David and Geoff, yup, your'e right. I had to go 1:1 to really see what both of your describe. I lowered the amount of sharpening and radius of sharpening until I could not see the, as you say, orange peel effect. Then I applied a little more sharpening to just the bird with the Adjustment Brush in Lightroom. Here is a repost, I think it is better. Thank you for another set of eyes, sometimes mine get a little old.
Joe Przybyla
"Sometimes I do get to places just as God is ready to have somebody click the shutter"... Ansel Adams
I have yet to get a proper image of a BG Gnatcatcher so I envy the opportunity you had. Nice enough perch and a good background. This is held back by overall poor image quality. I am not sure what others are seeing but the head is not tack sharp and the flanks have several over exposed spots. I know I will sound super picky here but branches that are angling away from the bird are not ideal as you get a bunch of branch in the foreground that is out of focus as well as a bunch of stuff in the background as well. It is not far enough back to look pleasing to my eye and just looks messy. Hopefully you get more opportunities with these little guys.
Edit: On my phone the image quality looks a bit better so this may be one of those shots that depending on what screenn you view it on, the quality will vary as well.
Last edited by Isaac Grant; 12-06-2018 at 05:50 AM.
I have yet to get a proper image of a BG Gnatcatcher so I envy the opportunity you had. Nice enough perch and a good background. This is held back by overall poor image quality. I am not sure what others are seeing but the head is not tack sharp and the flanks have several over exposed spots.

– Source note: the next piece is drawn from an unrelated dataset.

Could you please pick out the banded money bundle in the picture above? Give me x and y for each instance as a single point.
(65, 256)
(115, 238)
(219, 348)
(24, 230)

I know I will sound super picky here but branches that are angling away from the bird are not ideal as you get a bunch of branch in the foreground that is out of focus as well as a bunch of stuff in the background as well. It is not far enough back to look pleasing to my eye and just looks messy. Hopefully you get more opportunities with these little guys.
Edit: On my phone the image quality looks a bit better so this may be one of those shots that depending on what screenn you view it on, the quality will vary as well.
Hey Isaac, thank you for viewing and commenting. I have to disagree with your critique. Below is a print screen showing the focus point and image data. The focus point was on the back head and shoulder. The depth of field was 4 inches +/-, certainly enough to get the whole bird in focus. Yes the perch was angled so parts are out of sharp focus, it was early morning with dim light so for a shutter speed of 1/1000 the aperture had to be wide open 5.6. Few times does is a perch square to the sensor/back of the camera and unless the light is bright so that a higher aperture with more depth of field can be used this is the result. The image was exposed to the right to lessen noise in the dim early morning light but nothing was clipped. I checked the RGB values in the areas you say are overexposed, they are not. The RGB values are 249.1, 249.1, 228.9, bright but not clipped or over exposed as measured on my profiled/calibrated Eizo display. I chose to leave it as is. That is artistic license of how I chose to edit the image. Thanks again for viewing and commenting.
Last edited by Joseph Przybyla; 12-06-2018 at 07:23 AM.
Joe Przybyla
"Sometimes I do get to places just as God is ready to have somebody click the shutter"... Ansel Adams
Jo I am sorry but I looked at both images and there is something "wrong" here. Your images are usually far better IQ than this. Is it a large crop, was it under exposed, did you resize it in some way differently, did you apply a different sharpening regime???????? It looks noisy and or oversharpened to me. I wonder if at some point there was an inadvertent change to your usual algorithm?